Carnita abre su ojo.

Poliéster blanco marca las piernas de deportista. Chispazo sin órganos. Sus papilas gustativas trabajan. Aunque sin dientes, su lengua se estira lijándose. Esta vez no será necesario sacarla para tocar la entrepierna y cerciorarse que bajo el uniforme hay un sexo masculino. Un sexo masculino y de su enfermero. En absoluta ignorancia, el hombre prepara una aguja. Enseguida busca una vena en buenas condiciones acariciando los pliegues frígidos y suaves. Y en su cabeza se oye a sí mismo ensayando:

Mi globito desinflado, perdóname el piquete.

Carnita cerró el ojo como la primera vez que fue penetrada.
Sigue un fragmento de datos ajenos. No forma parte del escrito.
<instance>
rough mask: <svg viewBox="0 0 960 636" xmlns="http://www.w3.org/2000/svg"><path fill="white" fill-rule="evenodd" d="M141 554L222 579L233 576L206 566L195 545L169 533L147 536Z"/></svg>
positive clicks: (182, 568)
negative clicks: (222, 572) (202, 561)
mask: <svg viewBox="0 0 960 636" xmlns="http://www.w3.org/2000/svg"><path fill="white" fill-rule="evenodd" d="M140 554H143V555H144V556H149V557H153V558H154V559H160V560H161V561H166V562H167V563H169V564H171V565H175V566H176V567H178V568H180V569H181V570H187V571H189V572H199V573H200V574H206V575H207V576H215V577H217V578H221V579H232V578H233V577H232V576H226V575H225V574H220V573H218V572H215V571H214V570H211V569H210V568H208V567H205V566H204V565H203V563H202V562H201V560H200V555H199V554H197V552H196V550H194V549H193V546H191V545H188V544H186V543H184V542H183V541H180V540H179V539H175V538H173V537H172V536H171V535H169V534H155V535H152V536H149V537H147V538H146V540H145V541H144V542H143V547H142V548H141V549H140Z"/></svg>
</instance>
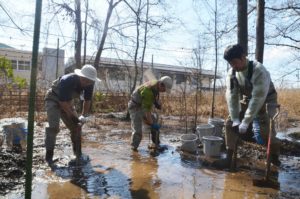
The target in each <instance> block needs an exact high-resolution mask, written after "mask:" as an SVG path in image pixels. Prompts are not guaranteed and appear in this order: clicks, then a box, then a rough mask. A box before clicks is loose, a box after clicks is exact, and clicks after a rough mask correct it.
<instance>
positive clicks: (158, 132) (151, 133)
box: [151, 129, 160, 145]
mask: <svg viewBox="0 0 300 199" xmlns="http://www.w3.org/2000/svg"><path fill="white" fill-rule="evenodd" d="M151 140H152V142H153V143H154V144H155V145H159V144H160V140H159V131H157V130H155V129H151Z"/></svg>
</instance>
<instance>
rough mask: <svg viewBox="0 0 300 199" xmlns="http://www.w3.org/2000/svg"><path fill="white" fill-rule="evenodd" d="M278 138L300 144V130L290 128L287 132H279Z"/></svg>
mask: <svg viewBox="0 0 300 199" xmlns="http://www.w3.org/2000/svg"><path fill="white" fill-rule="evenodd" d="M276 137H277V138H279V139H281V140H288V141H290V142H294V143H298V144H300V128H299V127H297V128H289V129H287V131H286V132H278V133H277V134H276Z"/></svg>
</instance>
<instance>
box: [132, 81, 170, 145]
mask: <svg viewBox="0 0 300 199" xmlns="http://www.w3.org/2000/svg"><path fill="white" fill-rule="evenodd" d="M172 85H173V80H172V78H170V77H169V76H163V77H161V78H160V79H159V80H151V81H148V82H145V83H144V84H142V85H140V86H139V87H137V88H136V89H135V90H134V91H133V93H132V94H131V99H130V100H129V102H128V111H129V114H130V119H131V128H132V136H131V143H130V144H131V149H132V150H134V151H136V150H137V148H138V146H139V144H140V142H141V140H142V124H143V122H144V123H145V124H146V125H148V126H149V127H150V128H151V136H152V142H153V143H154V145H155V146H156V147H159V129H160V127H161V126H160V124H159V123H158V121H157V119H155V118H156V117H154V116H153V114H152V112H151V110H152V107H153V105H155V107H156V108H158V109H160V108H161V105H160V102H159V93H160V92H168V93H169V92H170V91H171V89H172Z"/></svg>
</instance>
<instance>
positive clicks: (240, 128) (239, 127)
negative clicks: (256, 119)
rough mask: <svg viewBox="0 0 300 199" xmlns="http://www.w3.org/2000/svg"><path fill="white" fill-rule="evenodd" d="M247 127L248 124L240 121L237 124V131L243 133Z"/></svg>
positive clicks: (243, 133)
mask: <svg viewBox="0 0 300 199" xmlns="http://www.w3.org/2000/svg"><path fill="white" fill-rule="evenodd" d="M247 129H248V124H245V123H243V122H242V123H241V124H240V125H239V133H240V134H245V133H246V132H247Z"/></svg>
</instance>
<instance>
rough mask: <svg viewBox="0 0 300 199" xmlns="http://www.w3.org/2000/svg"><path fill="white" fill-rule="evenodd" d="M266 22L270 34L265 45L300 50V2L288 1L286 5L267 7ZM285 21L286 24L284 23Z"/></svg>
mask: <svg viewBox="0 0 300 199" xmlns="http://www.w3.org/2000/svg"><path fill="white" fill-rule="evenodd" d="M265 9H266V15H267V16H266V21H267V24H266V25H268V27H267V28H268V30H269V32H268V34H266V41H265V44H267V45H273V46H286V47H289V48H291V49H294V50H296V51H299V50H300V37H299V29H300V2H299V1H298V0H287V1H285V2H284V3H278V4H272V6H266V7H265ZM283 19H288V20H284V23H282V20H283Z"/></svg>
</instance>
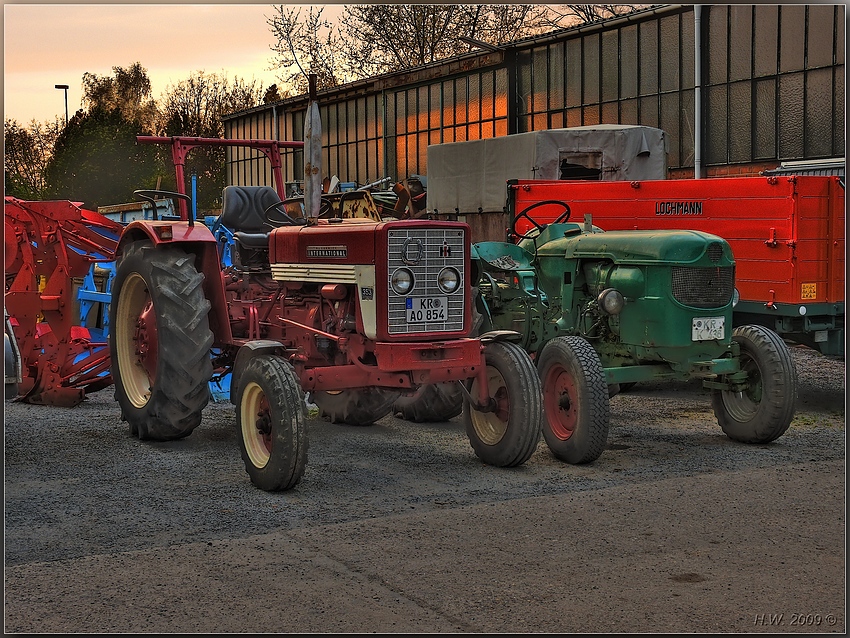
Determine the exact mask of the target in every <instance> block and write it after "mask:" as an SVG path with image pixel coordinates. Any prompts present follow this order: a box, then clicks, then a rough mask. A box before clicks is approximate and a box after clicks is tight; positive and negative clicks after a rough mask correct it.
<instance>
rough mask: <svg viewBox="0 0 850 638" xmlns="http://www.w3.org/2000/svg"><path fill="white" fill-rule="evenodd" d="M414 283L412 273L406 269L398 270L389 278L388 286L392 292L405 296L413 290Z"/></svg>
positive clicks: (413, 279) (414, 280)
No por miedo, sino porque se trataba de algo casual. Ahora situación fantástica. Era una orquídea formada con ropas de enferma encima de una masa amorfa y desahuciada. Cambió la temperatura de la piel para destantearlo, a continuación irrigó una potente fuente de sangre bajo su índice, y cuando él trató de dar el pinchazo repitiendo su frase amorosa, se abrió un remolino de carne aspirándolo de un bocado.

Él pensó que había vuelto al vientre materno por los movimientos de una lengua que buscaban su erección. Carne se incomodó profundamente y lo trituró, sin llegar a matarlo. Como dándole un orgasmo mientras ella lo fingía. De repente advirtió lo que había hecho con su enfermero favorito, apretó su masa inaprensible para tratar de contenerlo, pero el peso hizo que se viniera abajo esa parte de su monstruosidad. Carnita abrió el ojo para ver ese lado suyo escurrido, supo que ahí aparecería una boca resplandeciente de dentelladas, como decían, y sintió nostalgia al imaginarse tan sólo como un ojo distante de aquella boca.